SPLASH 2011
SPLASH stands for Systems, Programming, Languages and Applications: Software for Humanity. SPLASH is an annual conference that embraces all aspects of software construction and delivery, and that joins all factions of programming technologies. Since 2010 SPLASH is the umbrella for OOPSLA and Onward!. This year it features a third technical track, Wavefront, designed to publish innovative work closely related to advanced development and production software. SPLASH takes on the notable track record of OOPSLA as a premier forum for software innovation, while broadening the scope of the conference into new topics beyond objects and new forms of contributions.
Channel 9 has recorded interviews of SPLASH regulars:
- Kresten Thorup - Erlang, Erjang, and Building Reliable Systems
- Sam Tobin-Hochstadt - JavaScript Modules
- William Cook - Objects, Orc, Hybrid Partial Evaluation, and More
- David Ungar - Self, ManyCore, and Embracing Non-Determinism
- Mark Miller - Secure JavaScript
- Andrew Black and James Noble - The Grace Programming Language Project
- Dave Thomas - On Modern Application Development
- Gilad Bracha - Dart, Newspeak, and More
- Brendan Eich - JavaScript Today and Tomorrow
Schedule
Register before September 23rd and benefit from a discounted rate.
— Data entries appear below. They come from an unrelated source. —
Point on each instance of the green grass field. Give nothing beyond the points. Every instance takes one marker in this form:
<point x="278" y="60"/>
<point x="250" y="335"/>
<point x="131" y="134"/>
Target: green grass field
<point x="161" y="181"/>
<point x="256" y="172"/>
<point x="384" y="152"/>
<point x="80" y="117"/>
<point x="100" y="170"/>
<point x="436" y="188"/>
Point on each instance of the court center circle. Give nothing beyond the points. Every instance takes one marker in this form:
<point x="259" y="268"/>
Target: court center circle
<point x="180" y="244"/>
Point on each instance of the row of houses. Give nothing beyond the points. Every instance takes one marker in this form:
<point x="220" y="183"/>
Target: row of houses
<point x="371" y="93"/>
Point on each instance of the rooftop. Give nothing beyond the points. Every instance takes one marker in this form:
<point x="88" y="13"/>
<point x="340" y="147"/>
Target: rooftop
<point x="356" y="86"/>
The overall theme of the conference is The Internet as the world-wide Virtual Machine. This theme captures the change in the order of magnitude of computing that happened over the past few years. These days software systems are rarely designed in isolation; they connect to pieces written by 3rd parties, they communicate with other pieces over the Internet, they use big data produced elsewhere, they touch millions of interacting users through an ever larger variety of physical devices… in other words, the “machine” is now a global computing network. What does this entail for software development itself?